Usanza war offenkundig etwas überrascht … und lächelte verlegen. “Tja, nun…”, stammelte sie, während ihr Blick zwischen Dom Rondrigo und ihrer Schwester hin und her wanderte. Das Thema, das eine Thema, das sie die letzten Wochen und Monate beschäftigt hatte, … war definitiv nicht adäquat für ein solches, erstes Gespräch. Eigentlich für kein Gespräch mit einem Mann. Einem … ledigen … Mann von Stand. Aber worüber sollte sie sonst sprechen? Außer ihrer Familie gab es in ihrem Leben nichts. Zumindest nichts von Interesse. Zumindest nichts von Interesse für solche Kreise. Wäre es Ta’iro gewesen, wäre es so viel einfacher. Aber so … Aber so ... “Nun …”, setzte Usanza endlich zu einer Antwort an, und die Worte sprudelten plötzlich nur so aus ihr heraus, “ich weiß nicht, ob ‘am Herzen liegen’ die richtige Formulierung ist, aber ich bin eine große Verehrerin völkischen Tanzes. Vor zwei Jahren wäre ich, sehr zum Verdruss meiner liebsten Schwester, beinahe von zuhause ausgebüchst, um durch das Land zu reisen und das Volk besser … kennenzulernen.” Für einen Moment entglitten Domna Madalena die Gesichtszüge … wie konnte Usanza nur davon erzählen, von ihren Schwärmereien für Zahoris? Besorgt blickte sie zu Dom Rondrigo, in angespannter Erwartung seiner Reaktion.

Rondrigo hob die Augenbrauen und lachte. "Ihr tanzt Lamento?", fragte er und musterte Usanza interessiert. "Wer hätte das gedacht? Meine Nichte, Domna Richeza, ist eine herausragende Lamento-Tänzerin. Sie hatte für das 'höfische Gestelze', wie sie es nennt, stets wenig übrig. Und in der Tat passt der Lamento ja auch weit besser zu unserem almadanischen Lebensgefühl als eine horasische Pavane. Zum Einschlafen!" Er warf grinsend einen Seitenblick auf Madalena und zwinkerte Usanza zu. "Wer weiß, Domnatella, vielleicht ergibt sich ja Gelegenheit im Rahmen dieser Festivität, Eurer Leidenschaft nachzukommen?"

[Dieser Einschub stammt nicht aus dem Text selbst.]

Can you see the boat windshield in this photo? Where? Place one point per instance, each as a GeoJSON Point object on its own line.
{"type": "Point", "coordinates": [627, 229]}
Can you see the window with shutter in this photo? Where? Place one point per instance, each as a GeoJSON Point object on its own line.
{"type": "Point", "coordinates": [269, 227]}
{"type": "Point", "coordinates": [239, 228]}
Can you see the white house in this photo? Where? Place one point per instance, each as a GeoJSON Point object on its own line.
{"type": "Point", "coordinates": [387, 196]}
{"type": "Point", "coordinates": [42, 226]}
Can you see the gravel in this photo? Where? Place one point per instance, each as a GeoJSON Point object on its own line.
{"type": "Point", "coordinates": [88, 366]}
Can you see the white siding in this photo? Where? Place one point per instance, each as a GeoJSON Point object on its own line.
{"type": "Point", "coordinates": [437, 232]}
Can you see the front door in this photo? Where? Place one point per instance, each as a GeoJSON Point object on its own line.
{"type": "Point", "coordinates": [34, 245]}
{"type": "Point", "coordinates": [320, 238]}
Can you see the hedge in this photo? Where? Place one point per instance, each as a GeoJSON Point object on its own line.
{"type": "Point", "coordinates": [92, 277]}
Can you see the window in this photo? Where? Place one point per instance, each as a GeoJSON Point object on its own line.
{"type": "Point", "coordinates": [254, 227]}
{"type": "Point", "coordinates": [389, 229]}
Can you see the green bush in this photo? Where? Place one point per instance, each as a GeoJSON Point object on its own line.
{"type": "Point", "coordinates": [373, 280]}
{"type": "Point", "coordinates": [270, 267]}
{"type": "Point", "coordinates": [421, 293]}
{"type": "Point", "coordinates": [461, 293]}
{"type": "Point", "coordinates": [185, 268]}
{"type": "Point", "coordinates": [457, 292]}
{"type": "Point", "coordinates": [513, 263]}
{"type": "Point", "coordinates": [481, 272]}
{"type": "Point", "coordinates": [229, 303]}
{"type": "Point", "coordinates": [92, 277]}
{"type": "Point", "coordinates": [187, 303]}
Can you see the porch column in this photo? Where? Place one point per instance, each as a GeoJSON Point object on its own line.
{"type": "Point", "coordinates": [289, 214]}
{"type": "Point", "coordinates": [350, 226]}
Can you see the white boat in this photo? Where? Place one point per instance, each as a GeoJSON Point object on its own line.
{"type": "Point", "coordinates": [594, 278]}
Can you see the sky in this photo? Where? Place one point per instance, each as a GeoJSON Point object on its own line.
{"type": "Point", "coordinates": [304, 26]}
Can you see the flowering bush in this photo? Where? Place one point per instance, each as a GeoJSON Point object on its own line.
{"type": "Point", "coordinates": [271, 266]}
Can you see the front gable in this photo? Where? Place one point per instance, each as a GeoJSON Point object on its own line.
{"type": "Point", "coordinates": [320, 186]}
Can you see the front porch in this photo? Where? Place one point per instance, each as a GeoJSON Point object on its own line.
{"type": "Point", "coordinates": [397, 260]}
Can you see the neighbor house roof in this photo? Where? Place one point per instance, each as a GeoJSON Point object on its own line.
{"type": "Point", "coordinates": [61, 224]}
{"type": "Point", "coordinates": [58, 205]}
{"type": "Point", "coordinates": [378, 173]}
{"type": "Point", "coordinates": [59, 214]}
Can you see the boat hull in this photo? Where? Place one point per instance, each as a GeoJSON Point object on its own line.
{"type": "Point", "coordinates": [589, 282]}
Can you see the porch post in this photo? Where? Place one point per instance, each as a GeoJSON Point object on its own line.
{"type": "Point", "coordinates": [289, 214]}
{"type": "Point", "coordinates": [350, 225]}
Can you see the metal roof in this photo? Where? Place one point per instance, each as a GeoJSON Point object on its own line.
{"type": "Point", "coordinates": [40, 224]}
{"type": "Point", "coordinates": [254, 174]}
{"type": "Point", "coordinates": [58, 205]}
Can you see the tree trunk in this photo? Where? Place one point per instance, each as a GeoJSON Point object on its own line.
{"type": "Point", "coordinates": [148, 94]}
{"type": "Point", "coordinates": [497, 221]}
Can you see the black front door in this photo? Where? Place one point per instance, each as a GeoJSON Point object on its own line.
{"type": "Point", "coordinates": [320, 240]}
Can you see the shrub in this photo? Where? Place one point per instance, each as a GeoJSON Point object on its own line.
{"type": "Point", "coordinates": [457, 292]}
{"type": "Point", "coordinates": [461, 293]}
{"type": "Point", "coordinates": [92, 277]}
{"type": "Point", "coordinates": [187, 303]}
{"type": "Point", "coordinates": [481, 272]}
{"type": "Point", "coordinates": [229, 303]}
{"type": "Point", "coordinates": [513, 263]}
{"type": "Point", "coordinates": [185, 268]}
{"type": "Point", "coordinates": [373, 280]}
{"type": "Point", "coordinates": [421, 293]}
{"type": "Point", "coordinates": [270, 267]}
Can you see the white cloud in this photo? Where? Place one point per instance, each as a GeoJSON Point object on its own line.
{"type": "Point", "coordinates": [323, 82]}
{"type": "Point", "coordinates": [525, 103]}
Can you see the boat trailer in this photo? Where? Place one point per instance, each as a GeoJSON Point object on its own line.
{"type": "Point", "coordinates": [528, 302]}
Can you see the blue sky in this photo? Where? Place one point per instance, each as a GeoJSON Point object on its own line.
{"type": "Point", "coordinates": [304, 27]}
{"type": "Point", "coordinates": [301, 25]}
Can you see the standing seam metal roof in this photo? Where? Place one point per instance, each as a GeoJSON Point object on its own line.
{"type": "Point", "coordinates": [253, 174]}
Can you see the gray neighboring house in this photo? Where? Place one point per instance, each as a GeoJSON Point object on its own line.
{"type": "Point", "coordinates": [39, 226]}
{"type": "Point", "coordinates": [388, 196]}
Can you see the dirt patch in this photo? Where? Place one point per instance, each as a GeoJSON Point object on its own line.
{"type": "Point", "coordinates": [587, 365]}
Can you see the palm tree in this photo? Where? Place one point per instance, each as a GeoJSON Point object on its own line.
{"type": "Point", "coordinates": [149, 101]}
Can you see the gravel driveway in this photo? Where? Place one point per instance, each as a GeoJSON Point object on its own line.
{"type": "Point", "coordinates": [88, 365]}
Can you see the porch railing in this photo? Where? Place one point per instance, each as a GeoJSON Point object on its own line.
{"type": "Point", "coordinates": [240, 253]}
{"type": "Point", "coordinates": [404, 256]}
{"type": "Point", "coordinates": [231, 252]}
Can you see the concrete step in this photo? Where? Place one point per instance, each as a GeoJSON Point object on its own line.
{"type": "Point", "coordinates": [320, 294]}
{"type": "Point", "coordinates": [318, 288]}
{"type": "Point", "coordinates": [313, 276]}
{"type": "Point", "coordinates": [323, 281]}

Usanza errötete leicht, und Madalena verschlug es ganz offensichtlich die Sprache. “Das, ähm …”, stammelte Usanza ein klein wenig verlegen, “das würde mich sehr freuen.”

“Dann ist es also abgemacht.” Rondrigo zog in einer ausladenden Geste seinen Caldabreser und verneigte sich vor den Damen. “Domna, Domnatella: Ich empfehle mich. Wir sehen uns später!”